When the new Municipality of Kentish came into being on 1 January 1908, the now defunct Railton Road Trust met one last time to close its books. John Nottage, who had held the post of Railton Trust Secretary for the last 17 years, was presented with a mantle-piece clock. In his reply speech, Nottage said that as an old man of 75, he was in the unique position of being the oldest inhabitant of the new Kentish municipality. He was also among the first selectors of land when the Kentish Plains was first opened. The Government of that time were happy to collect land survey fees, but left selectors to cut their own roads the best way they could into their forest farms. Nottage contrasted this original wild wilderness with the flourishing district of Kentish today. He said: This marvellous work of transformation had been accomplished by road trustees, who had, by their self-denying exertions, earned the gratitude of those who were now enjoying the fruits of their labour.
Eventually John Silvester’s only married son, Herbert E Nottage, came to help his father run the old family farm at Sunnyside. One morning in March 1912, while most were out milking the cows, the house caught on fire and burnt to the ground. Railton’s old leader went to live with his son-in-law and daughter’s (William and Gertrude Anderson) home at Ferndale, Sisters Creek, where he died on 13 May 1914 aged 81. He was returned to Railton and buried with his wife in the Methodist Cemetery.

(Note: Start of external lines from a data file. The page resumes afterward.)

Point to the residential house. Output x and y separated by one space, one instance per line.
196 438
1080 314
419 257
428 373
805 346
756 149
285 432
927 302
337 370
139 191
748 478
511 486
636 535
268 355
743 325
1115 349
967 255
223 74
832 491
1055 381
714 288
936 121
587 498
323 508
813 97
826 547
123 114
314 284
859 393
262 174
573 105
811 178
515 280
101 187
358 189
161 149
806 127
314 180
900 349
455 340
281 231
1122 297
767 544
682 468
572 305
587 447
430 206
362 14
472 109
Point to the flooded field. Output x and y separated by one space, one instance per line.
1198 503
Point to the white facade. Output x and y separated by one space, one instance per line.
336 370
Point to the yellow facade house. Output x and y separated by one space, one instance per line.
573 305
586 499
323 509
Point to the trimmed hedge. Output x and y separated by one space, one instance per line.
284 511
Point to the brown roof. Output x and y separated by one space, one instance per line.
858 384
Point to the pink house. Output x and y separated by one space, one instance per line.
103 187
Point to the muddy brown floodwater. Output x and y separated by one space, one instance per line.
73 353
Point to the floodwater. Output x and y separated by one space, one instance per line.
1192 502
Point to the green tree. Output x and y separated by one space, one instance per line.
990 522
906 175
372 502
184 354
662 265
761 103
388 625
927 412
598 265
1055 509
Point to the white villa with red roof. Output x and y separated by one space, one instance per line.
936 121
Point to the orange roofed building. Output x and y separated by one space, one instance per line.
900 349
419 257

John & Margaret Nottage’s surviving children: Gertrude Nottage who was the first child born at Sunnyside, married William Anderson at Nottage’s house on 16 Oct 1889. They farmed at Ferndale, Sisters Creek and had 2 daughters. William Henry Nottage never married. He worked all his life on the farm where he was born, dying in 1936, aged 70. Lydia Nottage was the schoolteacher who married Latrobe’s waterworks engineer Chas Belcher on 26 Feb 1895. Later they moved to Everleigh, Moonah where Lydia died in 1942 aged 71. They had 1 son and 3 daughters. The other schoolteacher Clara Nottage remained single. She died 1941 aged 69. Herbert Edgar Nottage married Mabel Ross and lived at ‘Glenvale‘, Railton where he had a farm. In 1941 Herbert sold out and moved to Leith where he died in 24 August 1958 aged 82. William, Clara & Herbert were buried in the Railton Methodist Cemetery.

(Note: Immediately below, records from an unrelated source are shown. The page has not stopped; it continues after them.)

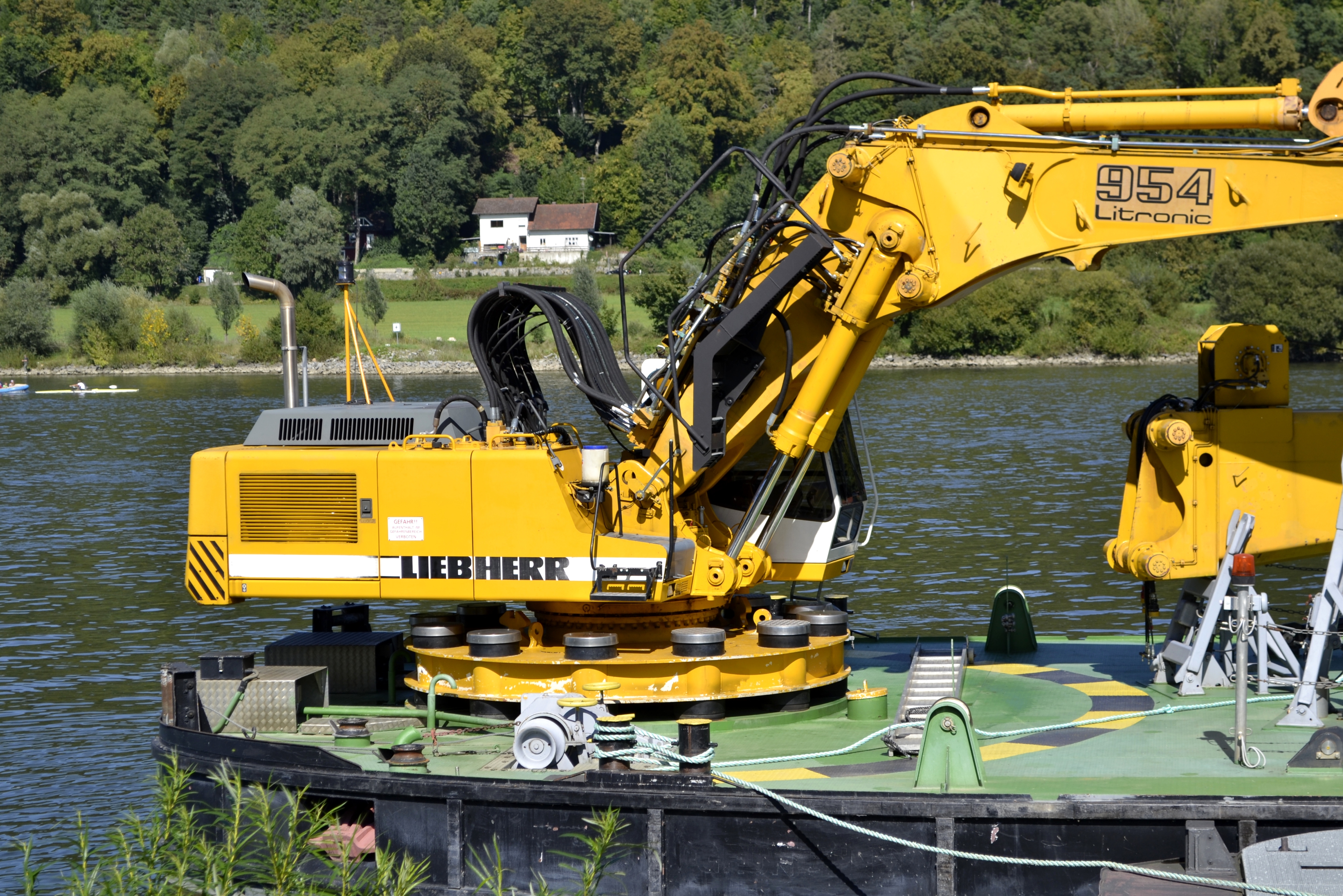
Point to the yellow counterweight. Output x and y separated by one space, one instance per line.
1239 447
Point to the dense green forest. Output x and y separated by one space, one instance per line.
144 140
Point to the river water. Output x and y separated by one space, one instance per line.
982 472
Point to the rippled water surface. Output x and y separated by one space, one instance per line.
978 470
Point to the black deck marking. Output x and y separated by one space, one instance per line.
1060 677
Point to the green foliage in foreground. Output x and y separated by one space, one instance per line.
265 839
604 850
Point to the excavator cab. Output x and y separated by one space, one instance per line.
820 532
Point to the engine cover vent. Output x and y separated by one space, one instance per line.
371 429
299 507
374 426
300 430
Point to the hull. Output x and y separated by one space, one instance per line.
1126 792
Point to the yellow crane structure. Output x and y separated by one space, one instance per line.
735 460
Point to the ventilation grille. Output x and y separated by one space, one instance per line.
206 579
299 507
302 430
371 429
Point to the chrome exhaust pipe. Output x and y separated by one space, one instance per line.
288 335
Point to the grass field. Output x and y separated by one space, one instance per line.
421 321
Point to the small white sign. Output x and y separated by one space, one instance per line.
405 529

New Life for Nottage‘s Novels
Since 2017, a project supported by the Australian National University, Canberra, has been developing a Database of Australian Newspaper Fiction. Literary researcher Kath Bode has scoured many 19th and early 20th century Australian newspapers and unearthed a treasure trove of early authors whose only outlet for their literary talents were local newspapers. Bode now has text files on over 21,000 novels and short stories, along with limited bibliographical data. She writes: We found a Tasmanian author named John Silvester Nottage, who has written multiple full-length novels. With many early newspapers now electronically digitised, Nottage’s historic novels are getting new life by becoming available again. One hundred and forty years on and the world is about to rediscover our forgotten Kentish pioneer and once noted Tasmanian novelist.